Саламандры: Омнибус
Шрифт:
Апотекарий вышел и похромал в какую-то другую часть корабля. Но когда дверь за ним закрылась с шипением стравливаемого воздуха, Дак’ир понял, что был здесь не один.
— Цу’ган?
Он почувствовал присутствие брата даже до того, как увидел его выходящим из теней.
— Брат, — тепло прохрипел Дак’ир, вспоминая момент близости между ними, когда они вместе сражались в храме.
Сердечность испарилась, подобно украденному холодным ветром теплу огня, когда Дак’ир увидел мрачное лицо Цу’гана.
— Ты непригоден быть Астартес, — без обиняков сказал он. — Смерть Кадая
Горящие глаза Цу’гана были холодными как лед.
— Я этого не забуду.
Дак’ир был настолько ошеломлен и даже не нашелся, что ответить, прежде чем Цу’ган повернулся к нему спиной и вышел из апотекариона.
Сердце и душа Дак’ира наполнилась мукой, пока он пытался отбросить ужасные обвинения брата, но затем усталость взяла верх, и он погрузился в глубокий прерывистый сон.
Впервые за сорок лет сон изменился…
Сидя в десантном отсеке «Буревестника», Нигилан вновь и вновь крутил в руке устройство, украденное из хранилища в глубинах Кирриона.
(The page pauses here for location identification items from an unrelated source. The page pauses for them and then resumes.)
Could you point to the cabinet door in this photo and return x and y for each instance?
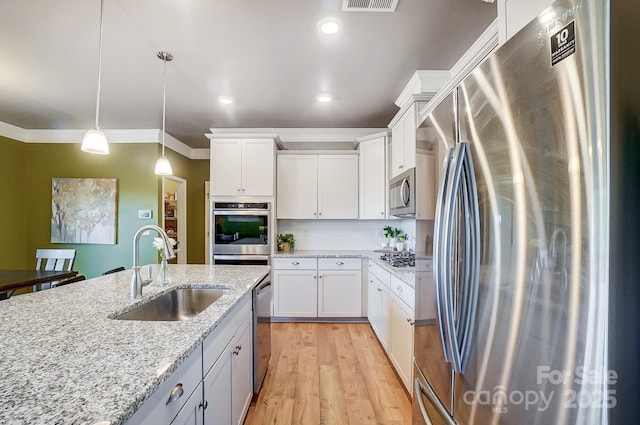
(192, 413)
(425, 187)
(373, 179)
(297, 184)
(257, 167)
(397, 148)
(338, 186)
(295, 293)
(410, 125)
(217, 390)
(242, 372)
(339, 293)
(401, 347)
(379, 316)
(226, 167)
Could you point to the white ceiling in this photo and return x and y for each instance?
(266, 54)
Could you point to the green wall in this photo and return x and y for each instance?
(28, 168)
(13, 206)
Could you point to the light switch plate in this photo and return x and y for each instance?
(145, 214)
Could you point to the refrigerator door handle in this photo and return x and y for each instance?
(438, 263)
(449, 243)
(419, 390)
(471, 263)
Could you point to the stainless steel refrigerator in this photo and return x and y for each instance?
(530, 312)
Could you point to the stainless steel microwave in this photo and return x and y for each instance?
(402, 199)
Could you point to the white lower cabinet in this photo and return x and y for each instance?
(165, 403)
(391, 314)
(379, 309)
(317, 287)
(401, 346)
(228, 381)
(192, 412)
(214, 384)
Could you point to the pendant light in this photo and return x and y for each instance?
(163, 166)
(95, 141)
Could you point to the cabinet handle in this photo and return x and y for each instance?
(176, 393)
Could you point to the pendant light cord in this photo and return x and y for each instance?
(164, 100)
(99, 63)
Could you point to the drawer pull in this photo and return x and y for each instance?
(176, 393)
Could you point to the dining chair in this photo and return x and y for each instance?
(117, 269)
(54, 259)
(63, 282)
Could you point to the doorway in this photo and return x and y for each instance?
(174, 214)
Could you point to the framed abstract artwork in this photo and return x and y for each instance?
(83, 210)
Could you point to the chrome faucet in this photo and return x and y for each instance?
(136, 279)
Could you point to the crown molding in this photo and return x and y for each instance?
(114, 136)
(422, 82)
(299, 138)
(479, 50)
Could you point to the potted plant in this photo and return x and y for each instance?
(286, 242)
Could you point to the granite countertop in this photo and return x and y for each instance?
(406, 274)
(64, 361)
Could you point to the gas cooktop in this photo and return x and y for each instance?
(399, 258)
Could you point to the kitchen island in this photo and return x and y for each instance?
(65, 360)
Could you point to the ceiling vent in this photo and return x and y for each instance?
(369, 5)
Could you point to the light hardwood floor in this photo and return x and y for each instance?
(329, 373)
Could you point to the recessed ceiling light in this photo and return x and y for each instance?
(324, 98)
(329, 25)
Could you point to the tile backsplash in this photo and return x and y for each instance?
(342, 234)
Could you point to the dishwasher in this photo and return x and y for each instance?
(261, 331)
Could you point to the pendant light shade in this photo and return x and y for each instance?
(95, 141)
(163, 166)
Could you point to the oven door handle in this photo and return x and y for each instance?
(241, 257)
(265, 285)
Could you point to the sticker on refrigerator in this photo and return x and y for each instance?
(563, 43)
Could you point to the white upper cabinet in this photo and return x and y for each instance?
(242, 167)
(513, 15)
(403, 142)
(373, 179)
(337, 186)
(317, 186)
(297, 181)
(425, 186)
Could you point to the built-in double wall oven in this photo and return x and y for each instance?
(241, 233)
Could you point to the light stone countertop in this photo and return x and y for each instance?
(64, 361)
(406, 274)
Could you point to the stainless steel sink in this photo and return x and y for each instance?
(179, 304)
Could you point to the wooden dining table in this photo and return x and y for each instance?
(10, 280)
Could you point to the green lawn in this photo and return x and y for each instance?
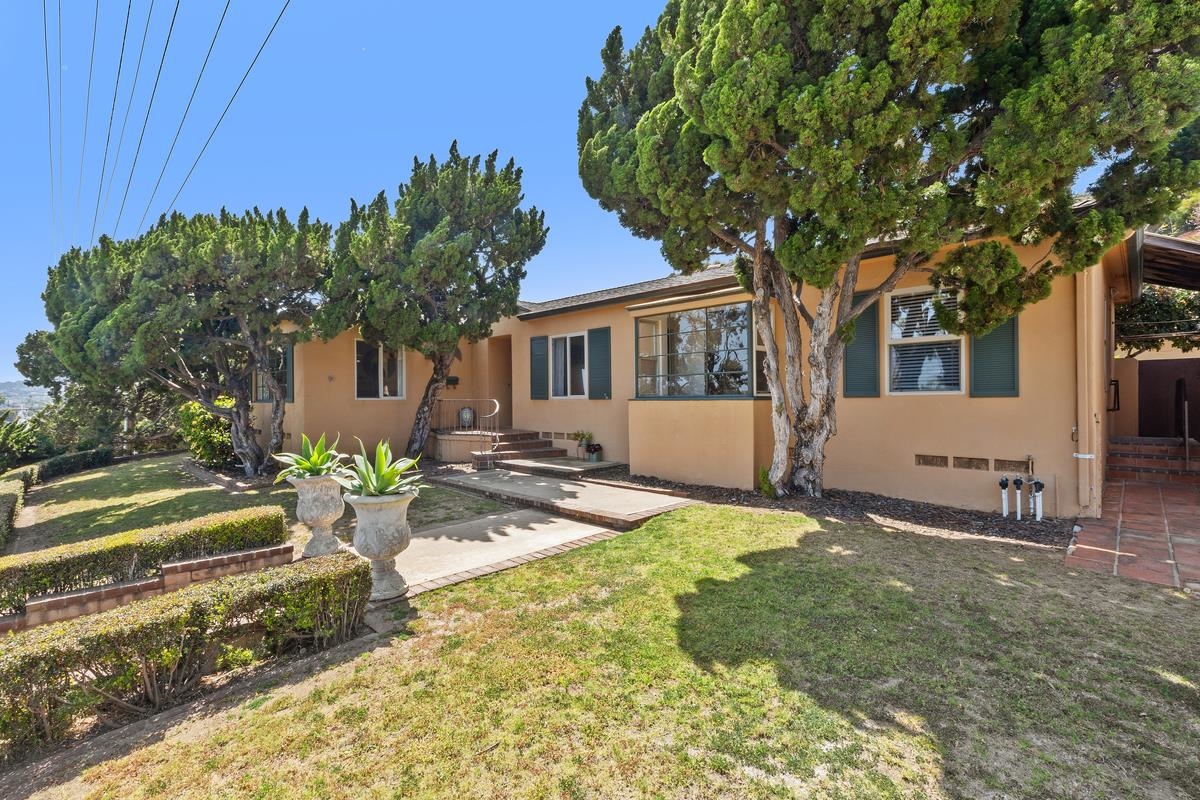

Вокруг колдуна находились другие Воины Дракона — великан Рамлек, выдыхавший из воздухораспределительной решетки крошечные кусочки пепла и золы в попытке совладать с бесконечным гневом; Гор’ган, его чешуйчатая кожа опадала, когда он снял боевой шлем, баюкающий мульти-мельту подобно домашнему любимцу; Нор‘хак, привередливо и методично собиравший и разбиравший свое оружие. Еще был Экрин, его пилот, оставшийся охранять «Буревестник», чьи кости-лезвия на предплечьях были тщательно спрятаны под силовыми доспехами, пока он вел корабль к конечной точке назначения.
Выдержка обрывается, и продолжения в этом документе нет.